Mausoleum in Nicosia, Cyprus

The tomb of İttik Dede (İttik Dede Türbesi), also known as the tomb of Yitik Dede (Yitik Dede Türbesi) or the tomb of İsmail Çavuş (İsmail Çavuş Türbesi), is an Ottoman mausoleum located in the northern part of Nicosia in Cyprus. It is situated in the Selimiye neighborhood, on the south side of the Selimiye Square.

It is a single-room rectangular structure containing a wooden-chest tomb. There are different accounts regarding the identity of İttik Dede, who is buried in this tomb. It is believed that he was a soldier who lost his life in the conflicts in Nicosia during the Ottoman Empire's 1570 Cyprus Campaign. The tomb, which was used as a residence by various individuals in the 19th and 20th centuries, was restored in 1985 and 2014. The tomb, which historically served as a place of vow, had rags tied to the iron bars of its window.

== History ==
=== İttik Dede and narratives ===

There are no existing records about the identity of İttik Dede, who is believed to have been a "martyr", and what is known about him is based on various accounts. According to the most widely accepted narrative, İttik Dede was born in the Peloponnese region of Greece and fought for the Ottoman forces during the Cyprus Campaign. He lost his life during street battles in the location where the tomb stands today in 1570. It is thought that he fought alongside Moravizade Ahmet Efendi, who would later become the first imam of the Selimiye Mosque.
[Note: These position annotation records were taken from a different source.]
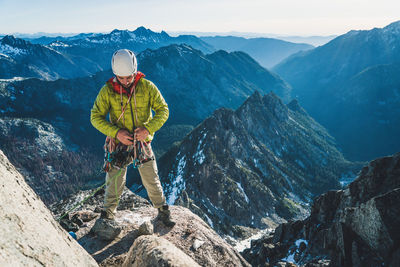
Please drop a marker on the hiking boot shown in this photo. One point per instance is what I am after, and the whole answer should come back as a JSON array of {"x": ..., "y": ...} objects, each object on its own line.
[
  {"x": 107, "y": 215},
  {"x": 164, "y": 214}
]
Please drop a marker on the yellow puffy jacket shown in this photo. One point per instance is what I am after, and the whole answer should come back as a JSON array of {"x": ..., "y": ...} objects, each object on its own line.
[{"x": 148, "y": 98}]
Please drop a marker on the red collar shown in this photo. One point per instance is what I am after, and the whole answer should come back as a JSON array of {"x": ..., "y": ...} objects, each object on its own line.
[{"x": 118, "y": 88}]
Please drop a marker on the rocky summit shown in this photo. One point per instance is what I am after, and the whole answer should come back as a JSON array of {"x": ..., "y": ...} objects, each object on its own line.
[
  {"x": 357, "y": 226},
  {"x": 32, "y": 237},
  {"x": 254, "y": 167},
  {"x": 29, "y": 234},
  {"x": 143, "y": 239}
]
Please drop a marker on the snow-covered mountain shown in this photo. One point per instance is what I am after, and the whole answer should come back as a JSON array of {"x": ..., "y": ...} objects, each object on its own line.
[
  {"x": 334, "y": 83},
  {"x": 62, "y": 107},
  {"x": 253, "y": 167},
  {"x": 356, "y": 226},
  {"x": 99, "y": 48},
  {"x": 267, "y": 51},
  {"x": 20, "y": 58}
]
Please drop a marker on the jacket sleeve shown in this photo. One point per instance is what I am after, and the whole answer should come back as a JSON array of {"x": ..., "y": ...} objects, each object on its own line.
[
  {"x": 101, "y": 108},
  {"x": 160, "y": 108}
]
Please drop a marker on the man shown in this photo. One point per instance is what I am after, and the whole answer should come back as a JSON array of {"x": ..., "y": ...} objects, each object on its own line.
[{"x": 128, "y": 99}]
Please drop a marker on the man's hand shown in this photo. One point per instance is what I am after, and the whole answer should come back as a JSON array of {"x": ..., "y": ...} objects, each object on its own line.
[
  {"x": 125, "y": 137},
  {"x": 141, "y": 133}
]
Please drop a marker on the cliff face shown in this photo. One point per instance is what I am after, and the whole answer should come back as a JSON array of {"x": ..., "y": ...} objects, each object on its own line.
[
  {"x": 357, "y": 226},
  {"x": 253, "y": 167},
  {"x": 190, "y": 240},
  {"x": 29, "y": 234}
]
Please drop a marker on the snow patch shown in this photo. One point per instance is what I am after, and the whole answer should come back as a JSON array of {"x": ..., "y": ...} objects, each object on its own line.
[
  {"x": 11, "y": 51},
  {"x": 241, "y": 190},
  {"x": 178, "y": 183},
  {"x": 133, "y": 218},
  {"x": 290, "y": 257},
  {"x": 245, "y": 243},
  {"x": 209, "y": 221},
  {"x": 199, "y": 155}
]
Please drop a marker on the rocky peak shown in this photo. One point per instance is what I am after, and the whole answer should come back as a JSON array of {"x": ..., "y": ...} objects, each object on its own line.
[
  {"x": 393, "y": 27},
  {"x": 295, "y": 106},
  {"x": 276, "y": 106},
  {"x": 356, "y": 226},
  {"x": 266, "y": 165},
  {"x": 144, "y": 240},
  {"x": 14, "y": 42},
  {"x": 30, "y": 235}
]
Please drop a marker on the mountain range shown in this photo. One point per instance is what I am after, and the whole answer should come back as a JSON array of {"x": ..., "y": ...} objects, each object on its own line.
[
  {"x": 61, "y": 109},
  {"x": 345, "y": 86},
  {"x": 20, "y": 58},
  {"x": 253, "y": 167},
  {"x": 267, "y": 51},
  {"x": 356, "y": 226}
]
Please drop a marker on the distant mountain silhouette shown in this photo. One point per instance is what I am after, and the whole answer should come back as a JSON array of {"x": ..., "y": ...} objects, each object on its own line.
[
  {"x": 267, "y": 51},
  {"x": 334, "y": 83}
]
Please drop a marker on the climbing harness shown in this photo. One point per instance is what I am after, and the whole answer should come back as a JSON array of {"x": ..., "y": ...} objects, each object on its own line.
[{"x": 120, "y": 155}]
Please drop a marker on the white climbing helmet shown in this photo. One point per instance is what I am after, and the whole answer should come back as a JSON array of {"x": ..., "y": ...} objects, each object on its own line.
[{"x": 124, "y": 63}]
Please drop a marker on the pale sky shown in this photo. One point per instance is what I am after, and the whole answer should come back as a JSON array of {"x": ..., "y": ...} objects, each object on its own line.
[{"x": 286, "y": 17}]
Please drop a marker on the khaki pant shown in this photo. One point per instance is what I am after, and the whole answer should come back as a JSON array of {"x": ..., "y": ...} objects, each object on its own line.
[{"x": 116, "y": 179}]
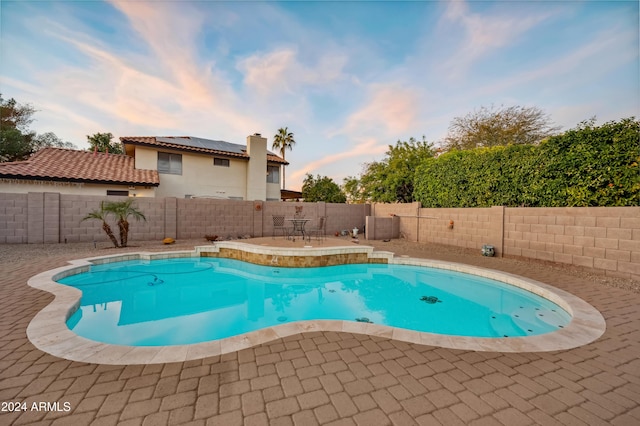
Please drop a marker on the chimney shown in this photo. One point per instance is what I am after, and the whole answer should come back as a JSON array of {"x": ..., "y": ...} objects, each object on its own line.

The term "ittik" in the name of the tomb is the Cypriot Turkish equivalent of the word "yitik" (meaning 'lost') in Anatolian Turkish. According to Tuncer Bağışkan, these individuals were commonly referred to as "ittik" because there were no records kept about them and they were believed to not be seeking fame or glory. Ismail Güleç suggests that the term "yitik" may have been used because the grave belonged to a soldier whose identity could not be determined during the battle, or it may have been a place where a missing soldier disappeared without being found alive or dead, or the term "yitik" could have been used because the exact location of the deceased person's death was not known.